The global financial crisis demonstrated that these measures were inadequate to provide financial stability. The Federal Reserve led the way in implementing new monetary policies—quantitative easing—to supplement lower policy rates that faced a zero lower bound. But policymakers also responded with a broad range of innovative financial regulations. A new type of regulation—macroprudential—was introduced to minimize systemic financial risk, i.e., the risk associated with the collapse of a financial system (as opposed to the microprudential risk of the failure of an individual institution). These measures seek to prevent speculative rises in asset prices and credit creation, and the establishment of risky balance sheet positions. They include limits on interest rate and foreign exchange mismatches on balance sheets, caps on bank loan to value ratios, and countercyclical capital requirements (see here for an overview of these measures).

In the international sector, the Basel Committee on Banking Supervision produced “Basel III,” a new set of regulations designed to strengthen the resilience of its members’  banking systems. Capital control measures, once viewed as hindrances to the efficient allocation of savings, are now seen as useful in limiting inflows of foreign funds that contribute to asset bubbles. Swap lines allow central banks to draw upon each other for foreign exchange to meet the demand from domestic institutions, while the IMF has sought to make borrowing more user-friendly. Meetings of the member governments of the newly-formed Group of 20 allow them to coordinate their policies, while the IMF’s surveillance purview has expanded to include regional and global developments.
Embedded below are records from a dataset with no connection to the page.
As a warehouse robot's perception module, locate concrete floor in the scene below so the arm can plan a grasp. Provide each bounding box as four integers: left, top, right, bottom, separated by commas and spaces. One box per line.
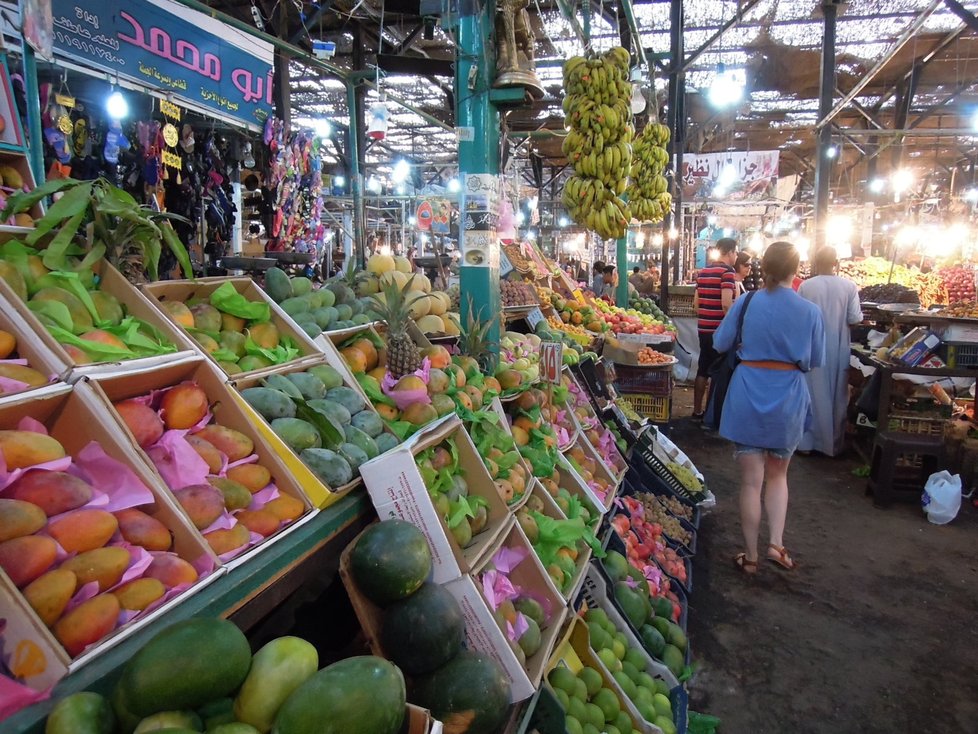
672, 388, 978, 734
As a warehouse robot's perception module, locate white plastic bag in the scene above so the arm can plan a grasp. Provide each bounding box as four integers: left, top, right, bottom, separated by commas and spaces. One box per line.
920, 471, 961, 525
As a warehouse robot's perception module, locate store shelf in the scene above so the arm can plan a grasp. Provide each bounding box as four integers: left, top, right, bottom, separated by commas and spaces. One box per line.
0, 491, 373, 734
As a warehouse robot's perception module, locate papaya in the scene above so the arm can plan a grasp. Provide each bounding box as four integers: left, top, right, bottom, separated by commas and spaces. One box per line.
411, 650, 510, 734
275, 655, 404, 734
350, 519, 432, 606
118, 618, 251, 716
234, 637, 319, 734
380, 583, 465, 676
44, 691, 115, 734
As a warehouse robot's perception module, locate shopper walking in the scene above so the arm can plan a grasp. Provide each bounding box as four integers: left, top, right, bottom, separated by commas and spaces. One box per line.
713, 242, 825, 574
693, 237, 737, 420
798, 247, 863, 456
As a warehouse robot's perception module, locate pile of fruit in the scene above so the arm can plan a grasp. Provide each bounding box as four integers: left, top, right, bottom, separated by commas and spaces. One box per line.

Are these measures sufficient? The lack of another global crisis to date is too easy a criterion, given that the recovery is still underway. But there may be inherent problems in the behavior of financial market participants that could frustrate policies that seek to prevent or at least contain financial crises. Moral hazard is often blamed for shoddy decision-making by those who think they can dodge the consequences of their actions. Many who were involved in the creation and sale of collaterized securities may have thought that the government would step in if there were a danger of a breakdown in these markets. But many banks held onto these securities, indicating that they thought that the reward of owning the securities outweighed the risks. Bank officials who oversaw the expansion of mortgage lending generally lost their jobs (and reputations). It is difficult to believe after the crisis that anyone thought that they could manipulate the government into absorbing all the consequences of their actions.

But if moral hazard is not always at fault, there is ample evidence that asymmetric information and behavioral anomalies result in hazardous behavior. Will the regulatory provisions listed above minimize the incidence of risky financial practices? There is some evidence that the provisions of the Dodd-Frank Act are working. But the regulatory framework continues to be implemented, and bankers and other financial market participants will always seek to find loopholes that they can exploit.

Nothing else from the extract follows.